September 7, 2010
Sen. Kirk Watson wrote a pointed, six-page letter to Comptroller Susan Combs last week, asking her to provide “badly needed information” about the state’s fiscal health.
Combs has provided little official information about the severity of the state’s fiscal outlook, which has raised suspicions that she is trying to protect Gov. Rick Perry until the November elections. But Watson, D-Austin, told her on the first day of the 2011 fiscal year that Texans, and lawmakers, need answers now.
“The state’s budget preparations have become defined by uncertainty, both for the current 2010-11 biennium and the next one in 2012-13,” Watson wrote. “For example, projections for the 2012-13 revenue shortfall have ranged from as low as roughly $10 billion to as high as $18 billion. … I am respectfully asking that you, as the state’s Chief Financial Officer, provide badly needed information about the state’s finances, for both the current biennium that Texans are coping with and the next one that legislators are preparing for. At the very least, I suggest that you update the revenue estimate for the 2010-11 biennium, as the Texas Constitution clearly contemplates — and, I believe, requires you to do during times of such fiscal instability and uncertainty. I also urge you to provide additional information, particularly about the budget difficulties legislators are likely to face in balancing the 2012-13 Texas budget — if only because it would be such a poor business practice not to.”
Watson pointed to the section of the Texas Constitution that discusses the comptroller’s duty to produce the Biennial Revenue Estimate.

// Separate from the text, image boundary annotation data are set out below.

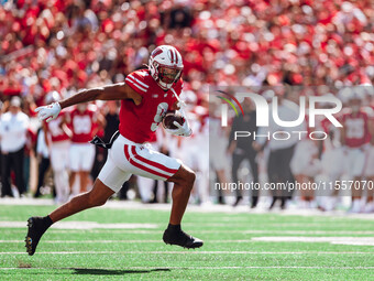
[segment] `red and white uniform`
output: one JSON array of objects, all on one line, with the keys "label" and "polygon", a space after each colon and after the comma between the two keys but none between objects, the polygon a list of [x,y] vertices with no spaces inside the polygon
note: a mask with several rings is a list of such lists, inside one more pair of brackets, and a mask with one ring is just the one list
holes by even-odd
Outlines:
[{"label": "red and white uniform", "polygon": [[[160,88],[146,69],[128,75],[125,84],[143,99],[139,106],[135,106],[132,100],[121,101],[120,133],[136,143],[148,142],[163,116],[177,99],[172,90],[164,91]],[[182,86],[182,79],[174,85],[173,89],[177,95],[180,95]]]},{"label": "red and white uniform", "polygon": [[45,122],[47,138],[51,143],[51,164],[54,171],[62,171],[68,167],[70,138],[62,128],[64,118],[66,118],[66,112],[61,114],[51,122]]},{"label": "red and white uniform", "polygon": [[55,120],[45,122],[46,133],[50,140],[50,160],[54,172],[56,186],[56,203],[63,204],[68,199],[68,164],[70,139],[62,128],[62,122],[66,118],[66,111],[62,112]]},{"label": "red and white uniform", "polygon": [[365,144],[370,141],[369,132],[370,116],[364,110],[353,114],[348,110],[342,116],[344,127],[344,139],[348,148],[348,173],[351,176],[364,175],[366,165]]},{"label": "red and white uniform", "polygon": [[69,115],[69,127],[72,129],[70,145],[70,170],[90,171],[95,161],[95,147],[89,143],[97,129],[96,106],[88,107],[85,111],[73,109]]},{"label": "red and white uniform", "polygon": [[114,192],[131,174],[165,181],[180,166],[179,161],[153,150],[145,142],[152,141],[163,116],[177,101],[173,90],[180,95],[182,79],[164,91],[148,71],[142,69],[128,75],[125,84],[142,96],[142,102],[136,106],[132,100],[121,101],[120,136],[99,174],[99,180]]}]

It says, “Supplemental statements shall be submitted at any special session of the Legislature and at such other times as many be necessary to show probable changes” to the revenue estimate.

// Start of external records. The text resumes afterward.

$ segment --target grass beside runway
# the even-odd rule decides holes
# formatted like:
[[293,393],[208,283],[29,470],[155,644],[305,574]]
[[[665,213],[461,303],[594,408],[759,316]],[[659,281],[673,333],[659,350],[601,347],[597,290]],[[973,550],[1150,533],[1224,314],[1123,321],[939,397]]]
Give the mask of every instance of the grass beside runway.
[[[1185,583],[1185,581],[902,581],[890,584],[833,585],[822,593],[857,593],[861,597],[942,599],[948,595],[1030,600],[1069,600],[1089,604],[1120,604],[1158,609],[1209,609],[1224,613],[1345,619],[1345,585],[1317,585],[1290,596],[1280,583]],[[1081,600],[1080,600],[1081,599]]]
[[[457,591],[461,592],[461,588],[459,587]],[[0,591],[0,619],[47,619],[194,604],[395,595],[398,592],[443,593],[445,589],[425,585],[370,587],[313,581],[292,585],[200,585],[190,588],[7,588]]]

Watson wrote, “I think most would agree that there have been ‘probable changes’ to the state’s revenue picture since January of 2009.”

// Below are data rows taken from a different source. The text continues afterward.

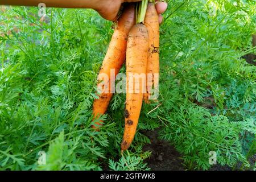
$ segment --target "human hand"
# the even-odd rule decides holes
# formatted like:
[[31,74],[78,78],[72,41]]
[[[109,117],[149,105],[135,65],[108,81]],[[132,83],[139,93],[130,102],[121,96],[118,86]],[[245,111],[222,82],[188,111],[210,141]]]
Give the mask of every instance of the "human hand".
[[[98,4],[98,7],[95,9],[95,10],[104,18],[114,21],[117,18],[117,14],[122,3],[138,2],[141,1],[141,0],[105,0],[101,1]],[[155,7],[159,14],[159,23],[161,23],[163,20],[162,14],[166,10],[167,3],[165,2],[158,2],[156,3]]]

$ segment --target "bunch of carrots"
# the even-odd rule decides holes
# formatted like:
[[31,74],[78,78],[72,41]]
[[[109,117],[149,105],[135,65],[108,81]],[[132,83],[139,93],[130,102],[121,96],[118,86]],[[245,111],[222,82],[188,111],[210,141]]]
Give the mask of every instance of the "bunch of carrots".
[[[159,72],[159,24],[158,15],[154,1],[143,0],[141,2],[128,3],[125,7],[118,19],[108,51],[102,63],[100,73],[110,77],[110,70],[114,69],[115,77],[126,60],[126,88],[128,89],[129,73],[152,74],[154,83],[154,73]],[[151,79],[150,78],[150,79]],[[101,78],[98,77],[98,81]],[[155,84],[158,84],[158,81]],[[152,85],[147,85],[146,92],[143,92],[142,82],[139,83],[139,92],[126,92],[125,126],[121,152],[131,145],[136,133],[143,100],[150,103],[149,98]],[[94,119],[105,113],[113,93],[110,93],[110,80],[104,84],[108,85],[108,93],[102,93],[94,100],[93,106]],[[134,87],[133,87],[134,88]],[[135,89],[134,88],[135,90]],[[132,90],[135,91],[135,90]],[[101,125],[96,123],[96,125]],[[97,130],[98,128],[93,125]]]

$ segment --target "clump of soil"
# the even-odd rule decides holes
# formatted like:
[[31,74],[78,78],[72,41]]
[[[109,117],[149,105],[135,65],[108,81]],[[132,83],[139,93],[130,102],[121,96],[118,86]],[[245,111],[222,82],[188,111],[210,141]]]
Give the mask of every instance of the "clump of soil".
[[146,160],[152,171],[184,171],[181,155],[170,145],[170,142],[159,140],[158,131],[146,131],[143,133],[147,136],[151,143],[143,147],[144,151],[152,151],[149,159]]
[[256,66],[256,55],[250,53],[242,57],[245,59],[247,63],[253,64]]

He noted three budget outlooks noted in the press just during the last month: An Aug. 11 Associated Press piece in which Combs says there have been substantial shifts in state revenue sources but that a new revenue estimate is not needed; a Quorum Report posting on Aug. 16 that said Combs told bond-rating agencies that the General Fund balance was off by more than $3 billion compared to previous projections; and, in the same Quorum Report piece, House Ways and Means Committee Chairman Rene Oliveira’s prediction that the budget deficit for the current biennium is $4.5 billion.
Watson told Combs she should “embrace this opportunity to provide basic transparency, accountability and clarity.”
“A private business of any size should never fly into a fiscal storm blindly, and neither should Texans or their elected officials,” Watson said. “Without a clear picture of the state’s financial condition, we find ourselves in the situation of of working on a problem that has not yet been actually defined.”
Along with an updated biennial revenue estimate, Watson asked Combs for a five-year forecast for revenues, expenditures and Rainy Day Fund projections; an update on the state’s debt situation; a status report on the Rainy Day Fund; an update on the franchise tax and an explanation on why it has underperformed so drastically since it was first proposed; and a report on how much money sitting in General Revenue-Dedicated accounts is being used for purposes other than what it’s supposed to be used for (this is a pet peeve of Watson’s).
Will be interesting to see how Combs responds. The number that is often talked about regarding the budget shortfall facing the next Legislature is $18 billion. I heard last week that some folks at the Capitol are now talking about a $21 billion shortfall.
This kind of uncertainty seems to be at the heart of Watson’s concern.